How to Map Complex Data Grid Behaviors from Legacy ERPs: The Definitive Guide

R
Replay Team
Developer Advocates

How to Map Complex Data Grid Behaviors from Legacy ERPs: The Definitive Guide

Your 20-year-old ERP is a black box. The developers who wrote the original Delphi or PowerBuilder code retired years ago. The documentation is a stack of yellowing binders, or more likely, it doesn't exist at all. Yet, your business runs on the specific, idiosyncratic ways that system handles data. When you try to modernize, you aren't just moving buttons; you are trying to capture decades of "tribal knowledge" baked into complex data grid behaviors.

TL;DR: Mapping legacy data grids manually takes roughly 40 hours per screen and has a high failure rate due to undocumented logic. Replay (replay.build) uses Visual Reverse Engineering to convert video recordings of these workflows into documented React components and Design Systems. This "Record → Extract → Modernize" approach cuts modernization timelines from 18 months down to weeks, saving 70% of the typical effort.

What makes mapping complex data grid behaviors so difficult?#

Most legacy ERPs built in the late 90s or early 2000s rely on "fat client" architectures. These systems weren't built with APIs or clean separation of concerns. The business logic is often physically trapped inside the UI layer.

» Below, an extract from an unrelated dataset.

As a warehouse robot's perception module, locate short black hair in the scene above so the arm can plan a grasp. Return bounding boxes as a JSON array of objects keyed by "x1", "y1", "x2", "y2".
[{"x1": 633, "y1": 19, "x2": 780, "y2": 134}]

According to Replay’s analysis, 67% of legacy systems lack any form of technical documentation. When you encounter complex data grid behaviors—like multi-level sorting, conditional cell formatting based on hidden fields, or "ghost" rows that only appear during specific fiscal periods—you can't simply look at the database schema to understand how it works.

If you ask a developer to recreate a legacy grid manually, they will miss the nuances. They might miss the fact that clicking a header while holding 'Ctrl' triggers a specific filtering logic, or that the grid performs a real-time calculation across three different tables before displaying a total. This is why 70% of legacy rewrites fail or exceed their timelines. They underestimate the sheer density of logic hidden in the interface.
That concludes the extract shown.